Housing Subsidy Seen Unneeded as Market Improves

Karl Case, a co-creator of the S&P Case/Shiller home-price index, says the U.S. residential property market is improving enough so that an $8,000 tax credit for first-time buyers could be ended.

"We've got to phase back incentives, and this may be a good time to do that," Case said in an interview Tuesday.

The tax credit is scheduled to expire Nov. 30. Congress and the Obama administration are debating whether to extend it.

Home prices in 20 U.S. metropolitan areas measured in July by the Case-Shiller composite index climbed from the month before by the most in almost four years, according to a report released Tuesday. "It's hard to put a bad spin on it," said Case, an economics professor at Wellesley College in Massachusetts. "I believe in some cities you'll see the beginning of recovery."

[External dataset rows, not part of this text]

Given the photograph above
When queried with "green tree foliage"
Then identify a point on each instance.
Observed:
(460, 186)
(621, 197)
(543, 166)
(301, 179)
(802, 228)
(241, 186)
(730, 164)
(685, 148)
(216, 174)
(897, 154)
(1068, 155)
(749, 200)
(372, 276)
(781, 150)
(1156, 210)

Home values in 20 U.S. metropolitan areas fell 13.3% in July, from a year earlier, the smallest drop in 17 months, the S&P Case/Shiller index showed.

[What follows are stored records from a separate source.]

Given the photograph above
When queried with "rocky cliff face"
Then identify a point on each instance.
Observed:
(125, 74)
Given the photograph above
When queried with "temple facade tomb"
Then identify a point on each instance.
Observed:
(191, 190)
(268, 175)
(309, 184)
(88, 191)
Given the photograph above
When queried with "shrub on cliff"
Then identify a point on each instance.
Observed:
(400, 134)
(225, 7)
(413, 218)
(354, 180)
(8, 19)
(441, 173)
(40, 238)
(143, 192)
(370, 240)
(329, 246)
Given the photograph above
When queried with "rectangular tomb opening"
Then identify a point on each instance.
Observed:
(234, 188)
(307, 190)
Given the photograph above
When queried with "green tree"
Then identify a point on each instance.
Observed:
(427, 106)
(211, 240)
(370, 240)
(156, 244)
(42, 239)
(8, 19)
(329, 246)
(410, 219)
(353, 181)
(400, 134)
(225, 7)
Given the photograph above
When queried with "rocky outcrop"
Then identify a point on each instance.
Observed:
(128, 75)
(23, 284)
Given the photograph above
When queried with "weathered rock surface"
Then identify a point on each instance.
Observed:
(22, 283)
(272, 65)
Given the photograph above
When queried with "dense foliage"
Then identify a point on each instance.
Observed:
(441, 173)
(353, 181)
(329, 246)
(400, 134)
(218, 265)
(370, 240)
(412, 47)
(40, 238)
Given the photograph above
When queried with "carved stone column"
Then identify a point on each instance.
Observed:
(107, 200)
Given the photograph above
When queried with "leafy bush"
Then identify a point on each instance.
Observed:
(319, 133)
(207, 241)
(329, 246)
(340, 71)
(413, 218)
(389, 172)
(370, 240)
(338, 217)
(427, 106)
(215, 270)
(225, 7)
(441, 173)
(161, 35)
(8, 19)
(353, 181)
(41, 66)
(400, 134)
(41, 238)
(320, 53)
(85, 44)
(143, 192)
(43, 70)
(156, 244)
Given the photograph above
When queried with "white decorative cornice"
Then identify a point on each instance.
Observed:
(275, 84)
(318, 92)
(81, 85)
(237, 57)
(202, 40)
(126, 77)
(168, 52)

Adjusted for seasonal variations, the gauge rose 1.2% from the prior month, the biggest gain since October 2005.

California, which accounts for about 25% of the housing market, showed strong gains, Case said.

San Francisco prices rose 3.3% in July from June; Los Angeles values climbed 1.8 %, and San Diego properties gained 2.5%, according to the S&P Case/Shiller report.

"The thing that really got my heart fluttering again were the California numbers because that's a place where a lot of this started," Case said. "It's people buying up troubled assets that's helping."

Sales of foreclosed homes accounted for 40% of existing-property transactions in California in August, according to the research company MDA DataQuick.

The S&P/Case-Shiller index, published by Standard & Poor's Corp. and Fiserv Inc., was forecast to fall 14.2% for the year ended in July, according to the median projection of 36 economists in a Bloomberg survey.

The measure fell 15.4% in the 12 months through June.

Year-over-year records began in 2001, and the gauge has fallen every month since January 2007.

All 20 cities in the S&P/Case-Shiller index showed a smaller year-over-year price decline in July than in the previous month. Las Vegas showed the biggest improvement, 31%; followed by Phoenix, 29%. Cleveland had the smallest decline, 1.3%

"The worst has passed," said Mark Vitner, a senior economist at Wells Fargo Securities LLC in Charlotte. "We expect prices to bottom out around the middle of next year and then look for modest price appreciation for the next several years. There is still a tremendous oversupply of homes in most major markets."